A ministra portuguesa da Justiça rejeitou a ideia de que as penas contra incendiários sejam leves e declina alterar a moldura penal. Francisca Van Dunem recordou que estão previstas penas até dez anos e que há já mecanismos para acrescentar penas suplementares que vão até aos seis anos.

 Na Grande Entrevista que deu na quarta-feira à RTP, Van Dunem falou ainda sobre a greve dos juízes, o combate à corrupção, a "delação premiada" e a importância da sua nomeação como ministra para a comunidade africana.

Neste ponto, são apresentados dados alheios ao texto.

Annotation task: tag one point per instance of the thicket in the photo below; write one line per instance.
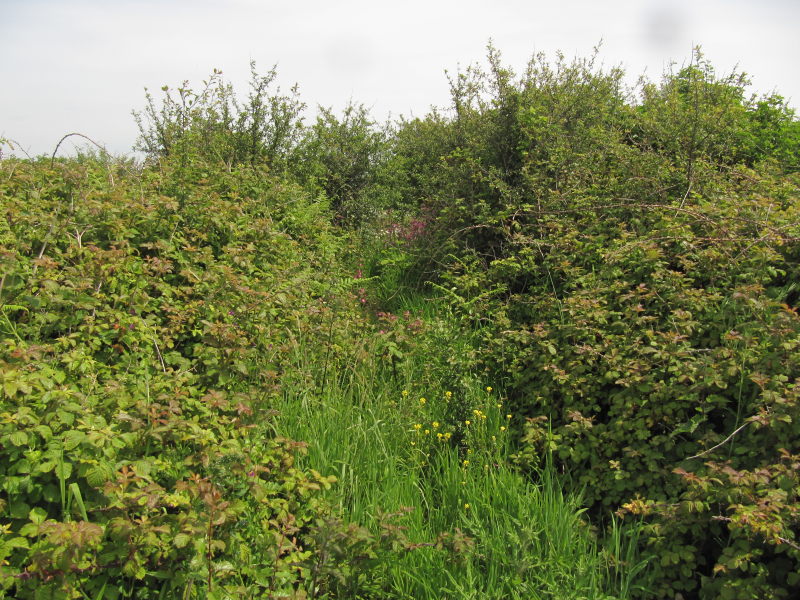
(631, 258)
(622, 264)
(201, 395)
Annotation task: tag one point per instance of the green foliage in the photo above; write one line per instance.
(214, 126)
(621, 265)
(342, 157)
(631, 263)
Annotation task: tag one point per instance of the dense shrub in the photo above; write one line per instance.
(631, 260)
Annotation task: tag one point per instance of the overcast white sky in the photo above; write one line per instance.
(82, 65)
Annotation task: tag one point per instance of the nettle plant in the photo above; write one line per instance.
(630, 261)
(143, 347)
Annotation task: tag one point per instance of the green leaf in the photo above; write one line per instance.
(97, 475)
(64, 470)
(19, 510)
(46, 466)
(37, 515)
(73, 438)
(18, 438)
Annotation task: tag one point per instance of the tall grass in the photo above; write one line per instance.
(363, 426)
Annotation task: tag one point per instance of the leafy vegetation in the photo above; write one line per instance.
(540, 344)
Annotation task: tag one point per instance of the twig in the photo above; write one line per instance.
(86, 137)
(160, 358)
(726, 440)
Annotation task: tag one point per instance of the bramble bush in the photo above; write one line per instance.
(631, 262)
(145, 343)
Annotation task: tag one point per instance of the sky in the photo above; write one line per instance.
(83, 65)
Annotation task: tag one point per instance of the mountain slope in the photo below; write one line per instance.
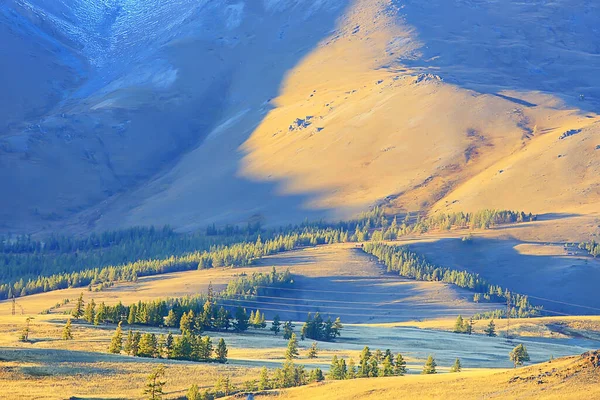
(565, 378)
(189, 113)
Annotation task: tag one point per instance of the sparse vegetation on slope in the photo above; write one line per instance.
(411, 265)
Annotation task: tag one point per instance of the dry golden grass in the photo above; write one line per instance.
(569, 378)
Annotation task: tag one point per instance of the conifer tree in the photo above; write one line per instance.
(292, 349)
(312, 352)
(459, 325)
(264, 382)
(128, 347)
(169, 345)
(387, 367)
(519, 355)
(193, 393)
(186, 322)
(116, 343)
(78, 309)
(457, 367)
(400, 365)
(373, 367)
(131, 317)
(429, 367)
(316, 375)
(490, 330)
(221, 351)
(364, 368)
(171, 320)
(276, 325)
(155, 384)
(351, 374)
(67, 331)
(90, 312)
(101, 314)
(135, 343)
(288, 330)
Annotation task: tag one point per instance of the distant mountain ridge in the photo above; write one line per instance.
(126, 112)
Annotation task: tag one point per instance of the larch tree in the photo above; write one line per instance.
(68, 331)
(78, 309)
(519, 355)
(155, 384)
(116, 342)
(313, 351)
(490, 330)
(276, 325)
(292, 349)
(429, 367)
(457, 367)
(221, 351)
(400, 365)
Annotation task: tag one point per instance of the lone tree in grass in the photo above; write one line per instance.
(78, 310)
(519, 355)
(429, 367)
(116, 343)
(221, 351)
(24, 336)
(490, 330)
(288, 330)
(457, 367)
(400, 366)
(67, 331)
(264, 382)
(459, 325)
(276, 325)
(154, 384)
(312, 352)
(292, 350)
(387, 367)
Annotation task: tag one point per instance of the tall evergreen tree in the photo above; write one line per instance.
(459, 325)
(312, 352)
(288, 330)
(128, 343)
(264, 382)
(429, 367)
(221, 351)
(292, 349)
(457, 367)
(155, 384)
(135, 343)
(276, 325)
(519, 355)
(351, 374)
(316, 375)
(387, 367)
(78, 309)
(116, 342)
(364, 368)
(132, 316)
(90, 312)
(67, 331)
(400, 365)
(186, 322)
(171, 320)
(490, 330)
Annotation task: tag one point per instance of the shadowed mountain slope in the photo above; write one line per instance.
(188, 113)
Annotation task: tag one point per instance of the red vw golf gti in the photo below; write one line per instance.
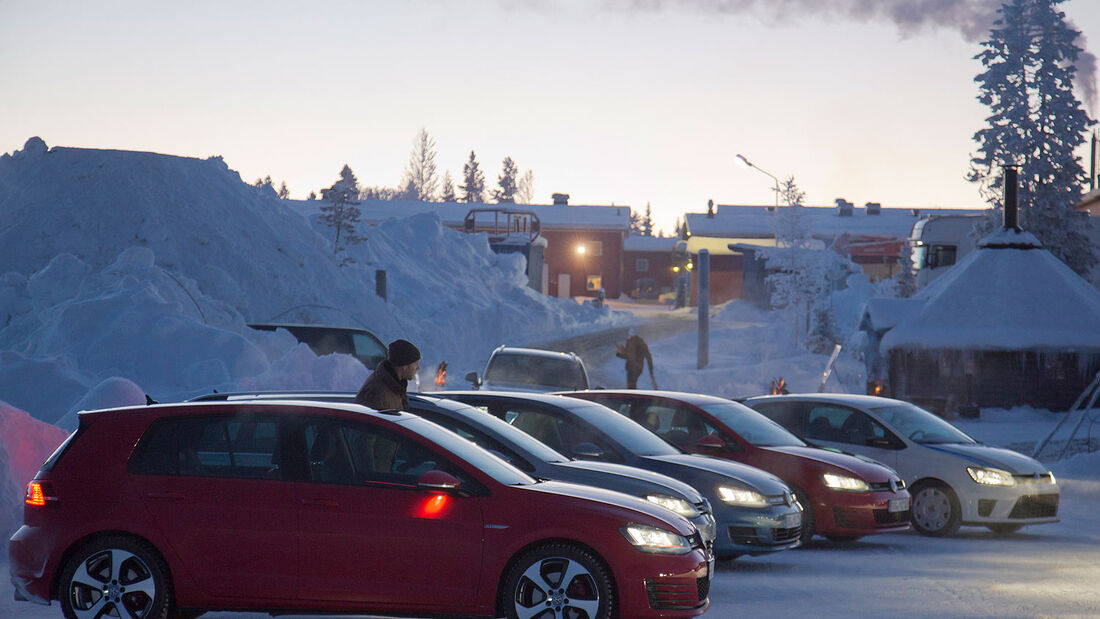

 A ministra da Justiça revelou na Grande Entrevista que a Polícia Judiciária deteve 82 suspeitos de atear fogos, dos quais 39 ficaram em prisão preventiva. Francisca Van Dunem indicou ainda que terá início em setembro um programa experimental de cadastro dos terrenos da região centro que arderam.

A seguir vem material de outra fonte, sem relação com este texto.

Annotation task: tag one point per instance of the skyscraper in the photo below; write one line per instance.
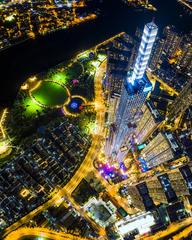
(147, 41)
(160, 149)
(134, 94)
(156, 54)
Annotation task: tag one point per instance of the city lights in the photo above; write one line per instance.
(95, 128)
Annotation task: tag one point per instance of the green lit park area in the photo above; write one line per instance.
(50, 94)
(64, 75)
(31, 108)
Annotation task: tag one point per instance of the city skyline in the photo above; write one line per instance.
(96, 130)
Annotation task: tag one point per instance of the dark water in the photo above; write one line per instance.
(21, 61)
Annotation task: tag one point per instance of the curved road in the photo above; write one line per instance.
(86, 166)
(41, 232)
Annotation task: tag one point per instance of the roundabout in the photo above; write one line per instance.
(50, 94)
(75, 105)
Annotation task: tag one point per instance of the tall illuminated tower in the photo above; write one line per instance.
(147, 41)
(134, 94)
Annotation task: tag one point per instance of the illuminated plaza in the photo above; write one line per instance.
(95, 136)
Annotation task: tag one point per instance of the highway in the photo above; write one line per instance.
(172, 228)
(41, 232)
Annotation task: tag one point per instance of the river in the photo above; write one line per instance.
(33, 56)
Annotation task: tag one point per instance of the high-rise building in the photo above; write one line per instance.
(147, 41)
(184, 60)
(134, 93)
(168, 187)
(178, 182)
(148, 123)
(118, 61)
(160, 149)
(156, 191)
(156, 54)
(172, 40)
(181, 103)
(140, 197)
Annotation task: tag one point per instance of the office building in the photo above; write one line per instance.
(184, 60)
(178, 182)
(147, 41)
(156, 54)
(134, 94)
(140, 197)
(181, 103)
(136, 224)
(160, 149)
(161, 190)
(148, 123)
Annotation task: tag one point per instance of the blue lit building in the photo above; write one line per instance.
(135, 91)
(147, 41)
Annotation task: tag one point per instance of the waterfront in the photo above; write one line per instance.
(33, 56)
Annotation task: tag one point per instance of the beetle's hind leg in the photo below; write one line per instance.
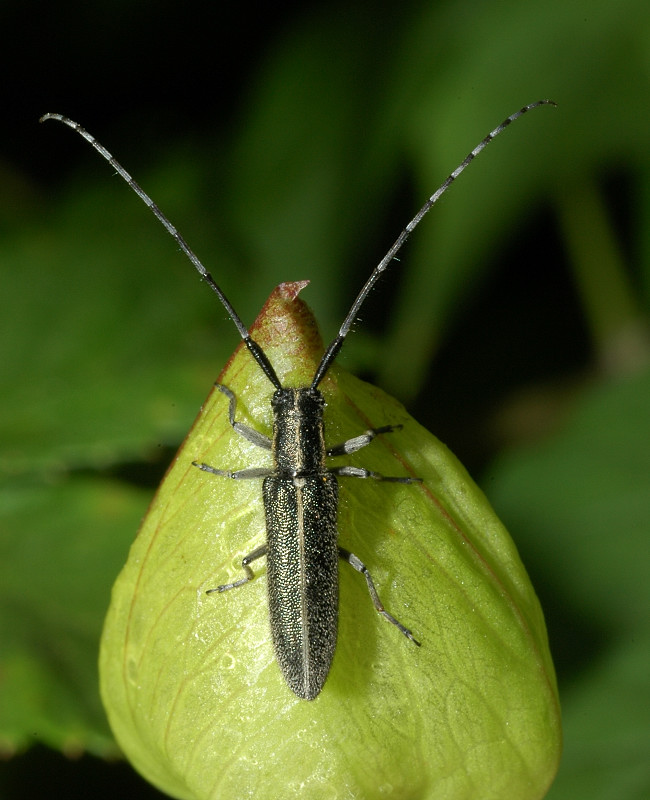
(246, 560)
(357, 564)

 “Vai-se utilizar a circunstância desses terrenos estarem neste momento rasos para se fazer a georreferenciação e para depois se juntar toda a informação relativa a esses terrenos”, explicou a governante.

 Francisca Van Dunem abordou ainda a adequação da moldura penal para os crimes ligados aos incêndios, contrariando a ideia de que as “penas são leves”, o que motivaria elevados níveis de reincidência.

 Em resposta a esta ideia, a ministra referiu que já é possível aplicar penas até dez anos de prisão aos incendiários, o que considera ser já uma “pena severa”.

 A ministra da Justiça garantiu por isso que o Governo não vai mexer nas penas previstas para estes crimes, mas avança com outros mecanismos.

 A governante explicou que o Executivo apresentou uma proposta de lei que já foi aprovada e que prevê a aplicação de uma “pena relativamente indeterminada” para os casos de “delinquentes por tendência aos quais é identificada uma pulsão para a prática de crimes” através da reincidência.

 Ou seja, nesses casos, o juiz pode acrescentar até seis anos de prisão à pena inicialmente prevista, “considerando a personalidade daquele agente e a pulsão dele para a prática do crime”.

 O Governo indica ainda que, no caso de penas suspensas e de liberdades condicionais para estes criminosos, o juíz pode impor a condição de que o incendiário passe o período de maior risco de incêndios em prisão domiciliária com vigilância electrónica. Esta alteração foi já introduzida pelo Governo e vai ser posta em prática a partir de agora, explicou a ministra.

 O Executivo adquiriu ainda à Universidade de Kent um programa que visa dissuadir a prática do crime. Este programa começará a ser aplicado experimentalmente em setembro junto de pessoas que concretizaram já um crime do género para prevenir a reincidência.

 “É um programa que implica a intervenção de técnicos, de psicólogos – tem a ver com a psicologia aplicada – para desestimular a pulsão para a prática do crime”, explicou Francisca Van Dunem.